Sunday, May 12, 2013

What is your central idea?


Mother's Day is a day of gratitude, a day to express appreciation for the care and love that most of us receive from our Mothers. It is a good day to recognize the role that our Mother's play in shaping the central ideas of our lives. Some of us embrace the same central ideas held by our Moms and Dads. Some of us run from them, and from their ideas. Some of us embrace the central idea that we saw them reaching for, even if they never quite firmly grabbed hold of it. And some of us embrace a central idea that Mom and Dad never would have expected, not because of rebellion, but because they left it to us, sometimes as abdication of their responsibilities and sometimes as active encouragement that we seek the truth on our own.

This central idea is the core of our life philosophy and world view.

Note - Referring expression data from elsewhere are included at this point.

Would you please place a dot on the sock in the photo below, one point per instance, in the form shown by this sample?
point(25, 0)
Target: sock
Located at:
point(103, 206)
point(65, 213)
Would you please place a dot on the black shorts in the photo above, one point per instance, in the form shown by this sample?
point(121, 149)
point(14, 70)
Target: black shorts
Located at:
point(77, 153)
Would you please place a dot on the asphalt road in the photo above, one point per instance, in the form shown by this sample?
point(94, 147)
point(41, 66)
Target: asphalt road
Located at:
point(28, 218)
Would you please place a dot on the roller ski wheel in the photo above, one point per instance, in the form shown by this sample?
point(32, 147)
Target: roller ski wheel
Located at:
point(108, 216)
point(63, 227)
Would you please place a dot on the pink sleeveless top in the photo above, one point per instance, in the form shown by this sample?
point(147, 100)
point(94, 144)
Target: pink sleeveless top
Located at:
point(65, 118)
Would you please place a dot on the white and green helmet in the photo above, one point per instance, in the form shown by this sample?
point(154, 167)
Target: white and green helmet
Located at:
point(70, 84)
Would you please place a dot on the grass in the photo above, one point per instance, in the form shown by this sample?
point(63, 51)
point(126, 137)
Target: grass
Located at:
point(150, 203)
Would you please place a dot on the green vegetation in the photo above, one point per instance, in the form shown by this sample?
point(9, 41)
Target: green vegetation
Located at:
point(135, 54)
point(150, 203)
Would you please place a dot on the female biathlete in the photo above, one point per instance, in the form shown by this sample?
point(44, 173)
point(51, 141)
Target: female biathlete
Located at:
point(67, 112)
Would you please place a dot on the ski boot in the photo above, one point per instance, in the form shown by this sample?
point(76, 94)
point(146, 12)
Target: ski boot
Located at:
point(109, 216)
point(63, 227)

It may be humanistic, theistic or something else, but except for those of us living in utter confusion, we all have one. A central idea of Buddhism is that the goal of life is to break the cycles of death and birth by following the five principles. A central idea for the Cretan philosopher Epimenides, was an unknown god "in him we live and move and have our being". To the Cilician Stoic philosopher Aratus, we are the offspring of this unknown god. The central idea of Paul the Apostle was we are the creation of a knowable God who broke the cycle of death on our behalf, through the death and resurrection of Jesus Christ, and yes, in Him we live and move and have our being, to the end that we may obtain the fruits of the Spirit which are love, joy, peace, forbearance, kindness, goodness, faithfulness, gentleness and self-control. This is also the central idea of my life, on which, yes, I have a sometimes weak, mortal grasp. It is an idea that my Mother pointed me toward, along with many others to whom I will ever be grateful.

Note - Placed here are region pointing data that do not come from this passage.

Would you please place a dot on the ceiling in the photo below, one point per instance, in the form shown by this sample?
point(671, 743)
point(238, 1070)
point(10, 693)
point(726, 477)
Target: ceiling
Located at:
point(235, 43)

What is the central idea of your life? Breath it in. Let it flow through every fiber of your being. Live it out. If you cannot fruitfully live and move and have your being in it, with love, joy, and peace, you may need a new central idea.

Tuesday, May 7, 2013

Insider Speaking, the WSJ Speech Code

Neighborhoods, companies, organizations, and families often have unique ways of communicating that can be difficult for outsiders to decipher. Sometimes called "speech codes" these patterns contain unique idioms, vocabulary, usage, and even grammar. Acronyms, abbreviations, and jargon form elements of a speech code known to the readers of the Wall Street Journal.

Listed below are examples all appearing on the front page of today's WSJ, in order of appearance. Some are unique to business and finance. Some are common idioms, but codes nonetheless. I've also included a few unusual phrases.

Do you speak the code?

VOL., NO., WSJ, DJIA, NASDAQ, NIKKEI, STOXX 600, 10-YR. TREAS., B of A, MBIA, "soured securities', SEC, Pa., CEO, S&P 500, "the bill faces hurdles", "a string of rulings", EU, "private-equity firms", PG&E, KPMG, NATO, "storefront pot shops", "stop and frisk", "Researchers made bits of human bone", FDA, greenback, ICAP, CFO, "Obama is held back by risks on Syria", "Turkey's economy is getting hairier", "Turkey's emergence as a place for facial hair transplants", "be-whiskered boom", "troubled incinerator project".

Finally, this isn't coded or unusual language, just something worth repeating, "The SEC also took issue with Harrisburg officials for doing what many public officials often do: Putting a good face on a difficult situation."